The 32nd annual Western Show moves to Los Angeles and draws 31,208 attendees. Ted Turner, who 12 years earlier was trying to sell a portion of his company to NBC, tells a panel he might just buy NBC outright. (Mr. Turner by then was vice chairman of Time Warner.) Technology is again the talk of the exhibit floor, with vendors such as WebTV, Intertainer and OpenTV demonstrating new interactive services. “The real world has moved very rapidly towards us,” says CableLabs President Richard Green. Leo Hindery cries woe over the threat of “giant MSOs with disparate agendas. Cable’s summer of love is over, and that’s sad,” he quips.
Technology and interactive services again dominate the Western Show, leading Yankee Group analyst Mike Goodman to say the event has “gone beyond cable. It’s now computers, software and hardware vendors. It’s a real testament to convergence.” Of the more than 400 exhibitors, more than 90 percent hawk some form of technology or new media. New exhibitors include digital video recorder vendors ReplayTV and TiVo. Storm clouds are on the horizon, however, as veteran exhibitors Showtime and Encore Media choose not to attend. It’s also the last year for HBO’s participation. Attendance peaks at 33,000, the show’s highest number ever.

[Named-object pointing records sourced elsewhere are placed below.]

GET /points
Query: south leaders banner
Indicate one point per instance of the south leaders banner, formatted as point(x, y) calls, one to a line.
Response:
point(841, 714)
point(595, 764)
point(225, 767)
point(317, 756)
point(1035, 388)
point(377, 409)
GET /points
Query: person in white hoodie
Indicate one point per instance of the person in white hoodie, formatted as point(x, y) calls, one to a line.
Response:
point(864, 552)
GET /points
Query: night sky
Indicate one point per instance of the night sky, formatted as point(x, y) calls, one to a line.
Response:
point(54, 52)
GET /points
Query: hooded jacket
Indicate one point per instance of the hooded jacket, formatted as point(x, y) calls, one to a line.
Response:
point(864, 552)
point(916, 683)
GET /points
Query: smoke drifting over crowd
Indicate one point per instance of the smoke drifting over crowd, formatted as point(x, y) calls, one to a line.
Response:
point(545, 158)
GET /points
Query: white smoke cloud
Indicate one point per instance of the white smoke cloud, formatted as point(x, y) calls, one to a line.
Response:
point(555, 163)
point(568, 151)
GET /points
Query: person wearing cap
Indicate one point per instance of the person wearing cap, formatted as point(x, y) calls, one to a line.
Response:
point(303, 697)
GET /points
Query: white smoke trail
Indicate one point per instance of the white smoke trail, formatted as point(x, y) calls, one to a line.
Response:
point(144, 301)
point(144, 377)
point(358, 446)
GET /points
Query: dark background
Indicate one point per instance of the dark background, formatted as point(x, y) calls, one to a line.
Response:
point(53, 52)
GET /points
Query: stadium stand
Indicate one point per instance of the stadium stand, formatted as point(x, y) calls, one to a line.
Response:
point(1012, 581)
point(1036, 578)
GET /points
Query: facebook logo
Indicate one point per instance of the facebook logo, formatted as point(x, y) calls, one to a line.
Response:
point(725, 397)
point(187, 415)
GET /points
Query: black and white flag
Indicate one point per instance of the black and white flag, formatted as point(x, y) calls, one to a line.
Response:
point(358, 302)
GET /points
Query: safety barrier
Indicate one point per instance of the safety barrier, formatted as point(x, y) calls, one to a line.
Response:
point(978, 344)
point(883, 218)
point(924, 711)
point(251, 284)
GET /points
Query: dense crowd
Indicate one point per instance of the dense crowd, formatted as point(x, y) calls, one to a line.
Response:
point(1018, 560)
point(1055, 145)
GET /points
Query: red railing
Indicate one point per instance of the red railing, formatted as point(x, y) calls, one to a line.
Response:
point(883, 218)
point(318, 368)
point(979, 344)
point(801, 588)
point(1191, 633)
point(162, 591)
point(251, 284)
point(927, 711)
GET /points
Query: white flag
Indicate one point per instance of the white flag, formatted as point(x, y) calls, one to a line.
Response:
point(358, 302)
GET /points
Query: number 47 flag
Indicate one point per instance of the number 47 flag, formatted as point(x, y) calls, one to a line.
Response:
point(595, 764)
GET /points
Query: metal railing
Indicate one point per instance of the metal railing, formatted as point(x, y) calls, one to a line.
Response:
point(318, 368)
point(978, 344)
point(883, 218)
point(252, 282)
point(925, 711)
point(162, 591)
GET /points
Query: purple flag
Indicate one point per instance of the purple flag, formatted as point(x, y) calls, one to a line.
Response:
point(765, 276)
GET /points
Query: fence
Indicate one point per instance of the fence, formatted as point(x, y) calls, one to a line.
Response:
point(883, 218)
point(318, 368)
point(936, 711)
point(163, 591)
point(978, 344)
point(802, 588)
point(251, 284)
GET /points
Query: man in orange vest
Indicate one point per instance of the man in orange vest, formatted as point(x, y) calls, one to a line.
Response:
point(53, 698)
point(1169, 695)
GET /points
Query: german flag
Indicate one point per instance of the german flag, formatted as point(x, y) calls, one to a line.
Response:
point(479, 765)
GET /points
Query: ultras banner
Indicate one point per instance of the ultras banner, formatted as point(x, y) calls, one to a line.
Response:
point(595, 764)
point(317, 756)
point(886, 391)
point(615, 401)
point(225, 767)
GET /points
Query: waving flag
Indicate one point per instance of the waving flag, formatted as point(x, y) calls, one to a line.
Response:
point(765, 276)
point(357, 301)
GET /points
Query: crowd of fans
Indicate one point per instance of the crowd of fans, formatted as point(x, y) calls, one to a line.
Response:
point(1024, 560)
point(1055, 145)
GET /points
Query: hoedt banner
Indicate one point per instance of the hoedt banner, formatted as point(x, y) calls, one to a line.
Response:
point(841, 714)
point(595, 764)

An editorial in Electronic Media postulates that the Western Show stands at a crossroads. The aftermath of the Sept. 11 terrorist attacks, economic malaise, consolidation and the collapse of technology stocks threaten its future. Longtime exhibitors A&E, Comedy Central, Discovery, MTV and TBS eschew the show. Both attendance and exhibit space decline by 50 percent in a single year.
Sporting a theme of “BroadbandPlus,” the show makes a last stab at survival. The recently announced merger of Comcast and AT&T Broadband makes Comcast chief Brian Roberts the star of the show. He urges attendees to be wary of the threat of broadband competition. “The faster this industry moves and the more unified this industry moves … the more successful we will likely be,” he says. Attendance at the show falls below 10,000.
Citing weak attendance, consolidation and cost cutting, the California Cable & Telecommunications Association announces in August that this year’s Western Show, scheduled for Dec. 2 to 5, will be the last.